Während Adele sich vorwiegend auf ihren Beruf und die Praxis konzentrierte, ging Wilhelm in der Freizeit wechselnden Interessen nach. Über ein paar Jahre war Feuer und Flamme für die Amateurfilmerei und drehte Rolle um Rolle. Dann waren es Autos, die ihn faszinierten, und kurz spielte er mit dem Gedanken, am Rennsport teilzunehmen. Nach dem Krieg entdeckte er seine Liebe zum Hund und hätte beinahe eine Zuchtstätte für Deutsch-Drahthaar eröffnet. Schließlich wurde der Gartenbau mit all seinen Facetten sein letztes großes Hobby. Die Filme aus den Dreißiger- und Vierzigerjahren hatte er zm Glück digitalisieren lassen, sodass sie sich sein Werk immer wieder gern ansahen, und in der Garage stand ein perfekt erhaltenes Adler 2 Liter Cabriolet. Adele beschloss nun auch, das Haus, den Oldtimer und was sonst von Wert war, zu verkaufen, um das Geld dann einem guten Zweck zukommen zulassen noch bevor sie starb.
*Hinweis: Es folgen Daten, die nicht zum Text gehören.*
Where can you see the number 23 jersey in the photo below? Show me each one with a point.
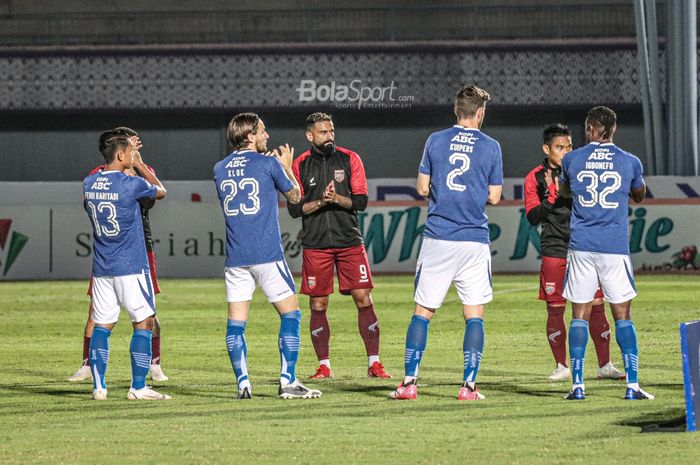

Am nächsten Tag begann sie, die juristischen Umstände ihres Todes zu regeln. Zwar war der bewährte Notar Herkott nicht mehr aktiv, aber bereit sie so weit zu unterstützen, dass ein junger Kollege die eigentlichen Beurkundungen würde vornehmen können. In der Zwischenzeit reiste Adele noch einmal an den Comer See, wo sie und Wilhlem in vielen Jahren ihren Urlaub verbracht hatten, und beschaffte sich anschließend die benötigten Medikamente bei Frau Mieren, der Pharmazeutin, mit der sie gut vierzig Jahre immer in bestem Kontakt gestanden hatte. Sie wäre der einzige Mensch gewesen, dem ihren Plan zu offenbaren sie bereit gewesen wäre, aber die erfahrene Apothekerin wusste anhand der Bestellliste sicher Bescheid. An einem regnerischen Tag genau sieben Monate nach Wilhelms Beerdigung legte sich Adele auf die grüne Couch im Wohnzimmer, von der aus sie einen schönen Blick auf den Garten hatte, installierte den Shunt, verband ihn mit der Infusionsflasche am Stände und öffnete das Tropfventil.